Le recrutement basé sur l'IA visé par un recours collectif et un projet de loi
Comme dans presque tous les domaines, l'intelligence artificielle (IA) transforme rapidement la manière dont les employés sont recrutés et embauchés. Les outils d'analyse de CV et de mise en correspondance des candidats basés sur l'IA promettent de rendre le processus de recrutement plus efficace, plus efficient et plus économique. Une enquête a montré que 70 % des employeurs prévoient d'utiliser l'IA dans leur processus de recrutement d'ici fin 2025. Cependant, les accusations de discrimination et d'injustice menacent de faire dérailler, ou du moins de ralentir, la dynamique de l'IA.

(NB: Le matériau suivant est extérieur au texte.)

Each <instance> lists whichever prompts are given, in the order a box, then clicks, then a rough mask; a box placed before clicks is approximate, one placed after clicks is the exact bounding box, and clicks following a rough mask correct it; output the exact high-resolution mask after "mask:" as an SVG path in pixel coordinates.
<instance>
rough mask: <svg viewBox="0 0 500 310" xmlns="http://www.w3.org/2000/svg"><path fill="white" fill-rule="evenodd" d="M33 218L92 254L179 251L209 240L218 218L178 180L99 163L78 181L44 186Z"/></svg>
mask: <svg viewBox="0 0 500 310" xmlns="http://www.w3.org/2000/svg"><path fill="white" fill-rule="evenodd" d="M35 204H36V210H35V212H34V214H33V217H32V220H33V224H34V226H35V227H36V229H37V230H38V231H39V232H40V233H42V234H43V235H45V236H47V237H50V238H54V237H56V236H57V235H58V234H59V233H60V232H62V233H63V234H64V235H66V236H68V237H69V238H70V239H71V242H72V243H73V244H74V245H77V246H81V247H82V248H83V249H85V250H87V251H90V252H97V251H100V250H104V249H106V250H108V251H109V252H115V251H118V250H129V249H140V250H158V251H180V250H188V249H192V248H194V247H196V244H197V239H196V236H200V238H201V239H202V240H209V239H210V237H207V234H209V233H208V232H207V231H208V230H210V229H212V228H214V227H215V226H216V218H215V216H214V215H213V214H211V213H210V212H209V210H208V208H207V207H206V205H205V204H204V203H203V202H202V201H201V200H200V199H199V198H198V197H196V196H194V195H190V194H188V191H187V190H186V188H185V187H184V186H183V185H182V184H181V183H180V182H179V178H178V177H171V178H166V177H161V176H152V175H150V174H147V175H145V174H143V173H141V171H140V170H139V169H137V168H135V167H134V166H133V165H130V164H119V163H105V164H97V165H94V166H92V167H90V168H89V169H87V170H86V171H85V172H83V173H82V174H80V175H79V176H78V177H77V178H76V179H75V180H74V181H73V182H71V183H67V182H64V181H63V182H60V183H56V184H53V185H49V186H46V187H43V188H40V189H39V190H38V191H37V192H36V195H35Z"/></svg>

En mai 2025, dans l'affaire Mobley c. Workday, Inc, un tribunal fédéral du district nord de Californie a certifié à titre conditionnel un groupe national de travailleurs âgés sur la base de l'allégation selon laquelle les outils de sélection algorithmiques de Workday avaient un impact disproportionné sur les travailleurs âgés. En d'autres termes, ces outils auraient éliminé un plus grand nombre de travailleurs âgés avant même qu'un être humain n'ait examiné les candidatures. Le tribunal a noté que plus d'un milliard de candidats auraient été rejetés à l'aide de Workday. Tout récemment, le tribunal a ordonné à Workday de communiquer la liste des employeurs clients qui ont utilisé l'outil HiredScore de Workday pour noter, trier, classer ou sélectionner des candidats. Cette liste servira à déterminer si une personne peut être incluse dans le recours collectif. Bien que Workday soit pour l'instant le seul défendeur dans l'affaire Mobley, il existe un risque certain que d'autres employeurs deviennent défendeurs dans cette affaire ou dans d'autres actions. Compte tenu de l'omniprésence et de la croissance de l'IA, de nombreux employeurs sont des défendeurs potentiels.

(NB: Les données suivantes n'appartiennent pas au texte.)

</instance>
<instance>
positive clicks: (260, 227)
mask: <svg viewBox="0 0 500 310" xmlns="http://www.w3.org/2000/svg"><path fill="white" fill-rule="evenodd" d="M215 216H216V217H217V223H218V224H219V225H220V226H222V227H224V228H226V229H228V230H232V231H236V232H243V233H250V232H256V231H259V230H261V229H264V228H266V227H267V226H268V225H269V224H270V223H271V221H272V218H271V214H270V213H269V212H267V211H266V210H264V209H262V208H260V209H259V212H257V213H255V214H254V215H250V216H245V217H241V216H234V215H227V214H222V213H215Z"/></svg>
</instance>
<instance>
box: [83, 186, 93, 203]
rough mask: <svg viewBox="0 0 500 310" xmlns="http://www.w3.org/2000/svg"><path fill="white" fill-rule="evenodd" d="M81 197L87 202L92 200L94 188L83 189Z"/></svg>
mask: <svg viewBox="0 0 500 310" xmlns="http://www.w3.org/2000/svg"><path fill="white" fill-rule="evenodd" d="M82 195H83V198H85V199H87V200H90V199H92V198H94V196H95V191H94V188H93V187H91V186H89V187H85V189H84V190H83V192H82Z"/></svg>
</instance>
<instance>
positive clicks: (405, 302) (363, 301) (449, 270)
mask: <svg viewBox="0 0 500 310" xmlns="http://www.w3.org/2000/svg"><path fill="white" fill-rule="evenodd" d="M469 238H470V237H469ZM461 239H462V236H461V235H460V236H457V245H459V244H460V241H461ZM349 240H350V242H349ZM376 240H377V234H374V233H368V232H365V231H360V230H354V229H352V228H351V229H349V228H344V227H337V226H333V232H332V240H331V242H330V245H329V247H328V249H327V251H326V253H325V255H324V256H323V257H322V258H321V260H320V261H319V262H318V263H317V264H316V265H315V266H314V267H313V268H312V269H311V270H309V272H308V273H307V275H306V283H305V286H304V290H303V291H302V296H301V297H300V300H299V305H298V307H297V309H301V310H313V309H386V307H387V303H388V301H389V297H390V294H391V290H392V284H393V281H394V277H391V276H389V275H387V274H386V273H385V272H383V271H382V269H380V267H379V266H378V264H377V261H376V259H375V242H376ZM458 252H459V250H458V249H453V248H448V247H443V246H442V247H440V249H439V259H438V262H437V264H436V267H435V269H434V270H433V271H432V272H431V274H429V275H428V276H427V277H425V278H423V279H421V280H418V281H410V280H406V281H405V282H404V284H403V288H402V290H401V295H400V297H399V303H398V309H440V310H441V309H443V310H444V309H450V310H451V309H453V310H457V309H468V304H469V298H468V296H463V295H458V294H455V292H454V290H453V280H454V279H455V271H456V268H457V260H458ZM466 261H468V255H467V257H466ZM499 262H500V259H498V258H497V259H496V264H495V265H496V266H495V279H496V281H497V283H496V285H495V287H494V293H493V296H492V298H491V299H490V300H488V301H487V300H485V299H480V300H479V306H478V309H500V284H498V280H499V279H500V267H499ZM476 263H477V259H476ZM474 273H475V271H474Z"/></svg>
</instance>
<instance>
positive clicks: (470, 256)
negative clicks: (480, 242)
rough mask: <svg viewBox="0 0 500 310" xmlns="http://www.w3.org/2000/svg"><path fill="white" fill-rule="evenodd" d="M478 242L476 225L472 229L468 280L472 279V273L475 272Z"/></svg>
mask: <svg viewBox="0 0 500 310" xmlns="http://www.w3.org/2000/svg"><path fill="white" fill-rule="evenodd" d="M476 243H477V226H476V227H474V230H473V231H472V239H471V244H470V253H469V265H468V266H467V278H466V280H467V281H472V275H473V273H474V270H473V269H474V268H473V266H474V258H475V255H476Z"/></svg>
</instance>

Pendant ce temps, les Américains se méfient de l'utilisation de l'IA dans le recrutement, et plusieurs États ont proposé des lois visant à limiter ou à contrôler son utilisation. Par exemple, la Californie a publié des réglementations qui entreront en vigueur le 1er octobre 2025, précisant que les biais de l'IA sont inclus dans ses lois sur la discrimination et encourageant fortement les audits d'entreprises. Le Colorado a adopté une loi radicale exigeant des avis de transparence et des droits de recours pour les travailleurs affectés négativement par les outils d'IA, ainsi que des évaluations et un contrôle de la part des développeurs de technologies d'IA et des entreprises et entités gouvernementales qui déploient ces outils. Cependant, en août, la législature du Colorado a voté le report de la date d'entrée en vigueur de la loi au 30 juin 2026. Ce report, ainsi que la suspension du projet de loi dans d'autres États, s'expliquent en partie par le récent plan d'action de l'administration Trump en matière d'IA, qui prévoitdes menaces de suppression des financements fédérauxet une éventuelle préemption par la Commission fédérale des communications (FCC) des lois étatiques trop restrictives en matière d'IA.

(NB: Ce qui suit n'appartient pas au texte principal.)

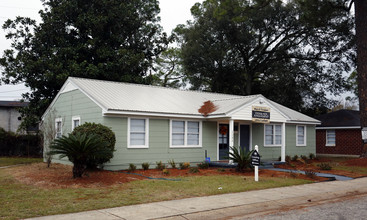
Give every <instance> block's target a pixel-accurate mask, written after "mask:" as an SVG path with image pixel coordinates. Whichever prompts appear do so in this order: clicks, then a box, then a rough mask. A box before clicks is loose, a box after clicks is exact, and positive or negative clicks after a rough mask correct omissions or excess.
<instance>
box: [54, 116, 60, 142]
mask: <svg viewBox="0 0 367 220" xmlns="http://www.w3.org/2000/svg"><path fill="white" fill-rule="evenodd" d="M55 133H56V134H55V137H56V138H60V137H61V136H62V118H56V119H55Z"/></svg>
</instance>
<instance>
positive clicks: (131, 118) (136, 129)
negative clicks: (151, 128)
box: [128, 118, 149, 148]
mask: <svg viewBox="0 0 367 220" xmlns="http://www.w3.org/2000/svg"><path fill="white" fill-rule="evenodd" d="M128 128H129V131H128V148H148V147H149V144H148V143H149V129H148V128H149V120H148V119H145V118H129V120H128Z"/></svg>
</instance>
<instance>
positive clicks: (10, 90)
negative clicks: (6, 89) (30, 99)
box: [0, 89, 28, 93]
mask: <svg viewBox="0 0 367 220" xmlns="http://www.w3.org/2000/svg"><path fill="white" fill-rule="evenodd" d="M23 90H28V89H17V90H9V91H1V92H0V93H7V92H17V91H23Z"/></svg>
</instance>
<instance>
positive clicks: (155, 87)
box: [69, 76, 252, 98]
mask: <svg viewBox="0 0 367 220" xmlns="http://www.w3.org/2000/svg"><path fill="white" fill-rule="evenodd" d="M69 79H71V80H72V79H79V80H90V81H100V82H108V83H114V84H126V85H135V86H142V87H150V88H157V89H167V90H175V91H181V92H193V93H196V92H199V93H206V94H215V95H221V96H233V97H234V98H235V97H237V98H243V97H248V96H244V95H233V94H225V93H217V92H208V91H202V90H184V89H180V88H172V87H163V86H156V85H146V84H138V83H129V82H116V81H109V80H101V79H90V78H82V77H74V76H73V77H71V76H69ZM251 96H252V95H251Z"/></svg>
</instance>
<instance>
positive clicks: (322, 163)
mask: <svg viewBox="0 0 367 220" xmlns="http://www.w3.org/2000/svg"><path fill="white" fill-rule="evenodd" d="M317 166H318V167H320V169H321V170H331V169H332V166H331V165H330V164H329V163H320V164H317Z"/></svg>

La loi est en retard sur cette technologie révolutionnaire. Cependant, les employeurs doivent être conscients du risque et prendre des mesures pour y remédier, notamment :
- Comprendre la technologie de dépistage et les critères utilisés
- Veiller à ce que les êtres humains soient les décideurs ultimes et exercent un contrôle
- Exiger la validation des outils de dépistage basés sur l'IA et réaliser des audits sur les biais
- Évaluer minutieusement les contrats des fournisseurs afin d'y inclure des déclarations et garanties, ainsi qu'une répartition appropriée des responsabilités.